Colonial economic systems: Spanish Territories
Spain had an advantage over other European colonial powers because its empire controlled areas where a settled indigenous population could be plundered of its accumulated treasures and then heavily exploited for its labor, and where gold and silver could be mined. Organizing strict bureaucratic control of its empire, Spain achieved results consistent with mercantilist theory to a greater degree than any other colonial power.
Spain began constructing a centralized, bureaucratic structure in 1503 with the creation of the Casa de Contratación, or House of Trade, located in Seville, with authority over commerce, shipping, and finance related to America. The Casa granted a monopoly on trade with America to the merchant guild of Seville, which was expected to provide capital for the trade in return for protection from the Crown. The Casa organized traffic to the NewWorld by a “flota” system, limiting shipping to fleets or convoys sailing at regular intervals to a limited number of harbors.
The flota system had obvious advantages in protecting shipments of gold and silver from the New World, but it failed to satisfy the trade needs of the colonies.

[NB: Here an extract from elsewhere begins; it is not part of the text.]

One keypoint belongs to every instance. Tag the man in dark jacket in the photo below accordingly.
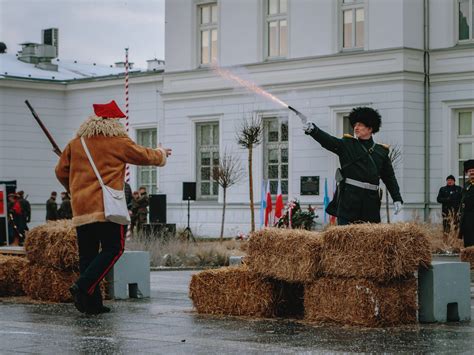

Both merchants and the Crown held mercantilist ideas that claimed that the business practice of limiting production and charging high prices was the most profitable. This opened the way for interlopers from other European powers, often welcomed in cities far removed from the main trade routes. Because all ships were armed, it was not easy to tell if a non-Spanish vessel was a trader or a raider hoping to loot ill-defended Spanish cities.
The Spanish colonial economic system was more profitable to the home country than those of other European nations. However, it did little for Spain in the long run, since Spanish kings spent much of their revenue sending armies to fight endless European wars.